The source code document should be divided into a marker using a greedy algorithm, that is, the lexical analyzer attempts to generate a longest symbol. For example: >> is a right shift operator, not two larger than the operator.
File end
File tail:
File physical end
/ u0000
/ u001a
Endoffile:
Physical end of the file
/ u0000
/ u001a
It is considered that the document is terminated when the above is encountered.
Row
Row:
/ u000d
/ u000a
/ u000d / u000a
File end
Endofline:
/ u000d
/ u000a
/ u000d / u000a
Endoffile
It is not allowed to divide a line into multi-line, and there is no restriction in the long-term performance.
blank
blank:
Space
Space blank space
Space:
/ u0020
/ u0009
/ u000b
/ u000c
Row
Comment
WHITESPACE:
Space
Space Whitespace
Space:
/ u0020
/ u0009
/ u000b
/ u000c
Endofline
Comment
Blank is defined as a series of one or more spaces, tabs, vertical tabs, table filled, row or comments. Comment
Note:
/ * Character * /
// Character
/ Characters /
Comment:
/ * Characters * /
// Characters endofline
/ Characters /
D has three comments:
The block annotation can span more lines, but cannot nested. The single line comment ends at the end of the line. Nested annotations can span multiple rows and can be nested.

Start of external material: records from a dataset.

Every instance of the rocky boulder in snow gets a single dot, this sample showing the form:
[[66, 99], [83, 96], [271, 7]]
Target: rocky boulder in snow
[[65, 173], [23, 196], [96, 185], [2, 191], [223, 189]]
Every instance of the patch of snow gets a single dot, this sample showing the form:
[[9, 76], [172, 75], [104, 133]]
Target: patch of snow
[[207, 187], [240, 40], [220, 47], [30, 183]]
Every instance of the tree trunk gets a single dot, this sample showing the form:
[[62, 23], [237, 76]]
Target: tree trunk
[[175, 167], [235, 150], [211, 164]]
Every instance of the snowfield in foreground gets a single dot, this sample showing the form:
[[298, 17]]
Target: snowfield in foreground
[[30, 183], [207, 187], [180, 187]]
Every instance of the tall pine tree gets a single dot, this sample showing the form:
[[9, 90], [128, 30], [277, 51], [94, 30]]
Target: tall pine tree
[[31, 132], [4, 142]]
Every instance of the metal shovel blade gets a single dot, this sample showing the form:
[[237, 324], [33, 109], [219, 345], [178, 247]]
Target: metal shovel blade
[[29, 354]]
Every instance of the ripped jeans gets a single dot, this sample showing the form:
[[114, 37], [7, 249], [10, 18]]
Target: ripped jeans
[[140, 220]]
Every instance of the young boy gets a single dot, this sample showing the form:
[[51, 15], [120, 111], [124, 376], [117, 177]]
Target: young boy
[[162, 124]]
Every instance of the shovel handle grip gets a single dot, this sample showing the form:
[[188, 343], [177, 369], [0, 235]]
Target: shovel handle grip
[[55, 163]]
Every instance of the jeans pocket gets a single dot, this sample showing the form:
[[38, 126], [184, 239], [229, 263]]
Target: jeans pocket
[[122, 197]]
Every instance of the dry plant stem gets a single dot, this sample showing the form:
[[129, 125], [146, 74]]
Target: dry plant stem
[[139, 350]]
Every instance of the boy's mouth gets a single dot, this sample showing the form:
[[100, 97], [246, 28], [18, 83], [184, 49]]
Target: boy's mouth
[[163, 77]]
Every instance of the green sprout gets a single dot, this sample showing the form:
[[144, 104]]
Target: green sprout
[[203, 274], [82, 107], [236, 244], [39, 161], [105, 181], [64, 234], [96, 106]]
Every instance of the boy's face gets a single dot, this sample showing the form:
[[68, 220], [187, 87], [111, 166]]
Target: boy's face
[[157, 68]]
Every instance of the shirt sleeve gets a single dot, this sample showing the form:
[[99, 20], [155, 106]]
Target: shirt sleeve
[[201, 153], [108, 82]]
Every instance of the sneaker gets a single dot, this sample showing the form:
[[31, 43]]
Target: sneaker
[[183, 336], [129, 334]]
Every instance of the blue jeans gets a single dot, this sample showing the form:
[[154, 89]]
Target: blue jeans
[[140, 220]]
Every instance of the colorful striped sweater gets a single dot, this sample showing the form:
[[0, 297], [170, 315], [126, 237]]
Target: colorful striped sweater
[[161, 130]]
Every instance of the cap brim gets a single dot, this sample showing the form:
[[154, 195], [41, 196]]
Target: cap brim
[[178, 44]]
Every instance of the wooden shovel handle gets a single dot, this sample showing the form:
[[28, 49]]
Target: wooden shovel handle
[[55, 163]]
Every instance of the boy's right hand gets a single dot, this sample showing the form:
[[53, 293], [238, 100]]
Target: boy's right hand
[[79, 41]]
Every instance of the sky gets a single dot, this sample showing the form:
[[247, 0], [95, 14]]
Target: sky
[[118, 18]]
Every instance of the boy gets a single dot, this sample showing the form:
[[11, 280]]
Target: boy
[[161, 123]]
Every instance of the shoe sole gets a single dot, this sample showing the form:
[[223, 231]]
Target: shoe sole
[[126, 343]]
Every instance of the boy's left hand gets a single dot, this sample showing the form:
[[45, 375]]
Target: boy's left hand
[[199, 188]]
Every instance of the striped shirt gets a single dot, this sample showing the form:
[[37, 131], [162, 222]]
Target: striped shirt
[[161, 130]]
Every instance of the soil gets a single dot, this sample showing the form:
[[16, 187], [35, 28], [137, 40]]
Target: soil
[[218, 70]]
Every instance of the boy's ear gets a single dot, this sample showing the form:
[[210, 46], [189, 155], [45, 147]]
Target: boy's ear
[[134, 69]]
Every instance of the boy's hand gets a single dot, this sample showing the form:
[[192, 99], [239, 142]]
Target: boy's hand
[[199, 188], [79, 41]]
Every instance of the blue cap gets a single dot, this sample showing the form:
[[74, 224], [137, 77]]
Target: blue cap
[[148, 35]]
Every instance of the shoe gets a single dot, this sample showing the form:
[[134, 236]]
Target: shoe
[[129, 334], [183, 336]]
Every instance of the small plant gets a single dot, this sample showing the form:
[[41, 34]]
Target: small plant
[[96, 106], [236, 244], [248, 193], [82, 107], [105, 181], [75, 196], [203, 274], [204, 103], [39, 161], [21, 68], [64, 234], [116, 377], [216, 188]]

In terms of concept, a comment is processed before the marker. This means that embedded strings and comments do not affect the identification of the end of the comment start and comment:
A = / // / 1; // Resolution to 'a = 1;'
A = / " /" / 1 "; // Resolution to 'a =" / 1 ";'
A = / / * / * / 3; // Resolution to 'a = * / 3;'
Note cannot be used as a marker connection, such as ABC / ** / DEF is two symbols, ABC, and DEF, not marker Abcdef.
mark
mark:
Marker
Character string
Character text
Integer number of characters
Floating point number text
Keyword
/
/ =
.
.
...
&
& =
&&&&
|
| =
||
-
- =
-
=
<
<=
<<
<< =
<>
<> =
>
> =
>> =
>>> =
>>
>>>
!
! =
! ==
! <>
! <> =
! <
! <=
!>
!> =
(
)
[
]
{
}
?
,
;
:
$
=
==
===
*
* =
%
% =
^
^ =
~
~ =
TOKEN:
Identifier
Stringliteral
Characterliteral
Integerliteral
Floatliteral
Keyword
/
/ =
.
.
...
&
& =
&&&&
|
| =
||
-
- =
-
=
<
<=
<<
<< =
<>
<> =
>
> =
>> =
>>> =
>>
>>>
!
! =
! ==
! <>
! <> =
! <
! <=
!>
!> =
(
)
[
]
{
}
?
,
;
:
$
=
==
===
*
* =
%
% =
^
^ =
~
~ =
Marker
Marking:
Sign start
Multiple marker characters started with logo
Multiple marker characters:
Sign character
Magistan symbol characters
Signature start:
_
letter
Universal letter
Monogram character: Sign start
digital
Identifier:
Identiferstart
Identiferstart Identifierchars
Identifierchars:
Identiferchar
IdentiferChar Identifierchars
IdentifierStart:
_
Letter
Universalarpha
Identifierchar:
Identiferstart
Digit
The flag is started by one letter, a underscore or a Unicode letter, followed by any letter, underscore, numbers or generic letters. General Order Refer to ISO / IEC 9899: 1999 (e) Appendix D. (This is the C99 standard) logo length arbitrary, and case sensitive. The marker starting with two underscores is reserved.